Billionaire Elon Musk defied his doubters to beat Friday’s 100-day deadline and install the world’s biggest battery in the Australian outback. He’ll probably relinquish that crown by February.

South Korea’s Hyundai Electric & Energy Systems Co. is building a 150-megawatt lithium-ion unit, 50 percent larger than Musk’s, that the company says will go live in about three months in Ulsan near the southeast coast.

With battery prices tumbling by almost half since 2014, large-scale projects are popping up around the world. Developers have announced lithium-ion battery projects with total capacity of 1,650 megawatts per hour in 2017, four times the amount for all of 2016, according to Bloomberg New Energy Finance.

“Musk has set a benchmark on how quickly you can install and commission a battery of this size,”  Ali Asghar, a BNEF senior associate, said in an interview. Falling costs are “making them a compelling mainstream option for energy-storage applications in many areas around the world, and projects even bigger than Tesla’s are now under construction.”
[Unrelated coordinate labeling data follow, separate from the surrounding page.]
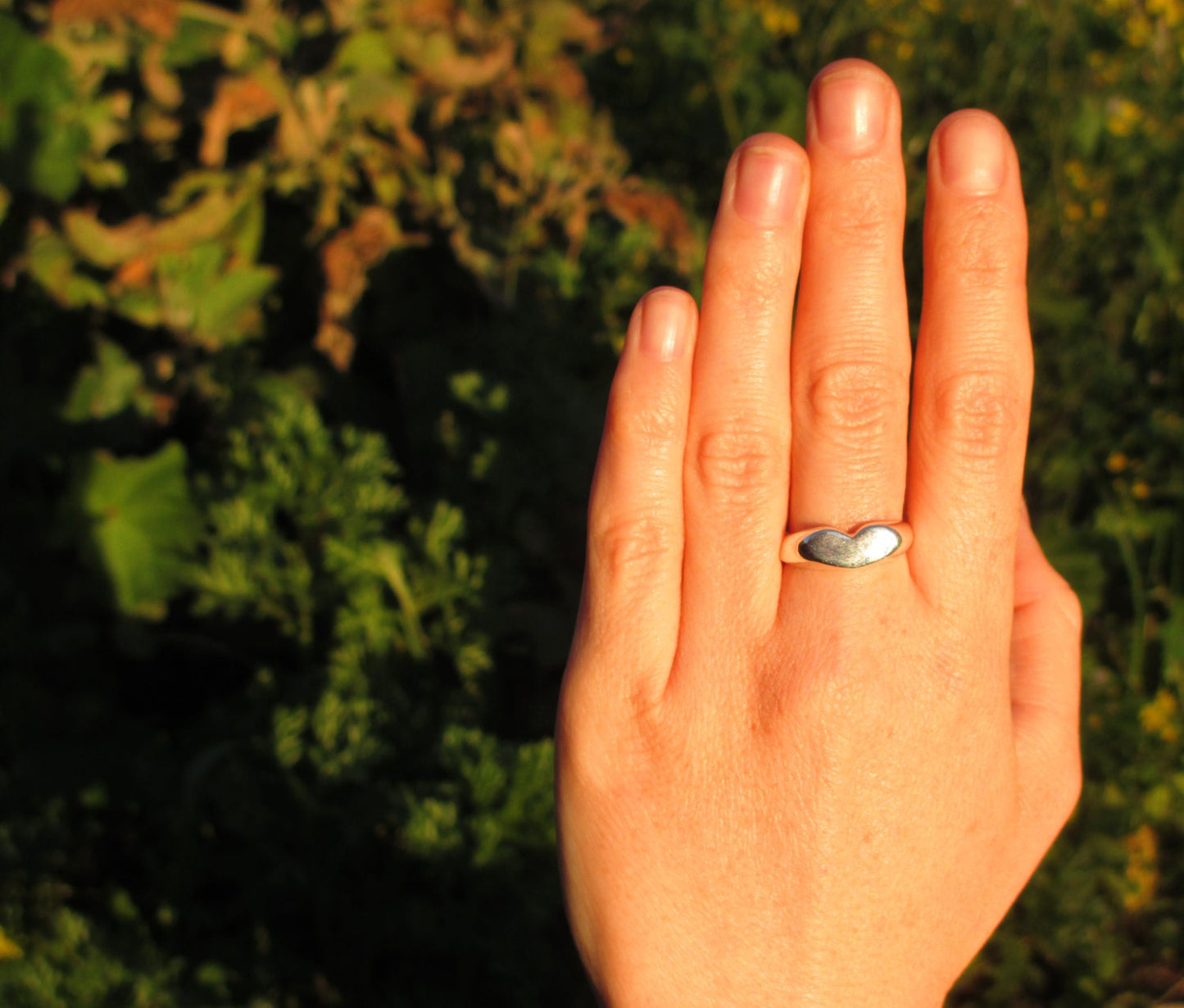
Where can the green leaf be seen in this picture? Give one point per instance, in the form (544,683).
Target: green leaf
(42,145)
(108,386)
(367,52)
(143,525)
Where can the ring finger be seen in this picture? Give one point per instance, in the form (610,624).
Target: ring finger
(851,354)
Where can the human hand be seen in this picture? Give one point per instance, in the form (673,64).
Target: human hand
(808,785)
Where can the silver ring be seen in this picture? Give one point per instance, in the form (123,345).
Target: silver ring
(829,547)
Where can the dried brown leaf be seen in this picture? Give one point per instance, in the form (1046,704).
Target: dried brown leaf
(239,103)
(337,343)
(630,204)
(157,16)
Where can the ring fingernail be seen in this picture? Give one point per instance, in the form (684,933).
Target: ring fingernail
(663,326)
(768,186)
(971,149)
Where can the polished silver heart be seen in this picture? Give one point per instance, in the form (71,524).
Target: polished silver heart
(838,550)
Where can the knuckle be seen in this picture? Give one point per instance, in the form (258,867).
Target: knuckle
(855,398)
(862,215)
(739,459)
(649,428)
(983,249)
(628,550)
(979,414)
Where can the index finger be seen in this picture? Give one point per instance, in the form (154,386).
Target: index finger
(973,370)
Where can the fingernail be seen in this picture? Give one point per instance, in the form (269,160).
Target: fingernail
(663,325)
(768,186)
(851,113)
(971,149)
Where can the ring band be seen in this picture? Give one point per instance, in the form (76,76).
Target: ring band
(829,547)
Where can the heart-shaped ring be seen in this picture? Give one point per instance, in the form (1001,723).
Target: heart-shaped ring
(834,548)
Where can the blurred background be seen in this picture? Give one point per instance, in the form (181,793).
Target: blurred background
(309,311)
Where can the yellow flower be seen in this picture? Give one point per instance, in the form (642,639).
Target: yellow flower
(1138,30)
(10,949)
(1141,851)
(1168,10)
(779,20)
(1159,717)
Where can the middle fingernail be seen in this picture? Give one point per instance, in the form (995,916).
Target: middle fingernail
(851,113)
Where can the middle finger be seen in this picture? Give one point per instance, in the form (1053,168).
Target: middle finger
(851,354)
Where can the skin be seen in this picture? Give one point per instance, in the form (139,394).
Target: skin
(782,784)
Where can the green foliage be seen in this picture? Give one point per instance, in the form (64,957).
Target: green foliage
(141,524)
(309,316)
(42,138)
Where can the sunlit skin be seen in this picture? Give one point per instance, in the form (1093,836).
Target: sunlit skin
(790,785)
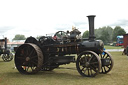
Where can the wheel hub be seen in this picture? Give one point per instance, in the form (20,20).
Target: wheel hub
(27,58)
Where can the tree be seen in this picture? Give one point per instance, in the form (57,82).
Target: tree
(19,37)
(118,31)
(104,34)
(85,34)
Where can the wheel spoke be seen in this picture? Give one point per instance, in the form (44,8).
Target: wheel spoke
(107,68)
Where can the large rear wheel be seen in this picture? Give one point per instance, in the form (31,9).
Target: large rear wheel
(28,59)
(88,64)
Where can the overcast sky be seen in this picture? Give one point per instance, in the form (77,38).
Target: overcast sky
(41,17)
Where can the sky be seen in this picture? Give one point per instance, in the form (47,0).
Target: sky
(41,17)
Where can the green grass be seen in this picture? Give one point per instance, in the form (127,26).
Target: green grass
(112,47)
(118,75)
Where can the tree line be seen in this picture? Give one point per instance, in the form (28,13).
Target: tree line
(107,34)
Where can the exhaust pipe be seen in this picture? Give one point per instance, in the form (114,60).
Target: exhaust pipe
(91,27)
(5,44)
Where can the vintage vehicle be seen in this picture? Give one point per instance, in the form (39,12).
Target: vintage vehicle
(4,52)
(49,53)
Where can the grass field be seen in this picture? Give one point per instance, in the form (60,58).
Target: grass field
(118,75)
(112,47)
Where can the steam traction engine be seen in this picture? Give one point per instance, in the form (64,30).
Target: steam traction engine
(48,53)
(4,52)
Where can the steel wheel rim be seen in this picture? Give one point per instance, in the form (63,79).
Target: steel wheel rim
(88,64)
(106,69)
(28,59)
(7,57)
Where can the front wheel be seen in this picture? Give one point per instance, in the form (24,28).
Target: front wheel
(88,64)
(106,56)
Though Musk’s Palo Alto, California-based Tesla Inc. is best known for making electric cars, the company sells its lithium-ion batteries to utilities eager for cost-effective ways to integrate renewable sources of power like solar and wind into their electric grids.

Musk agreed to up the stakes for South Australia, the mainland state with the biggest exposure to clean energy, by providing 100 megawatts of power, roughly the size of an electricity shortfall the region suffered in a February blackout.

Winning Admirers

His nimbleness in delivering the entire project before the summer deadline has won him fans among local politicians. South Australian Premier Jay Weatherill, who features a photo of Tesla’s giant battery on his Twitter profile, used Musk’s star power to help sell his pitch for the state to be a world leader in renewable energy.

With the battery sending power to the national energy market on Friday, Musk beat a Twitter bet that he could deliver the storage system within 100 days -- or he would foot the bill. The entrepreneur also met a target set by the state government of installing the battery by the start of summer, Dec. 1, South Australian Premier Jay Weatherill said in a statement.

The battery-storage industry is becoming increasingly important in places like South Australia, which has less access to traditional fossil-fuel sources like coal and gas than the rest of the nation. Instead, the region gets 41 percent of its electricity from renewable energy, one of the highest penetrations of wind and solar in the world.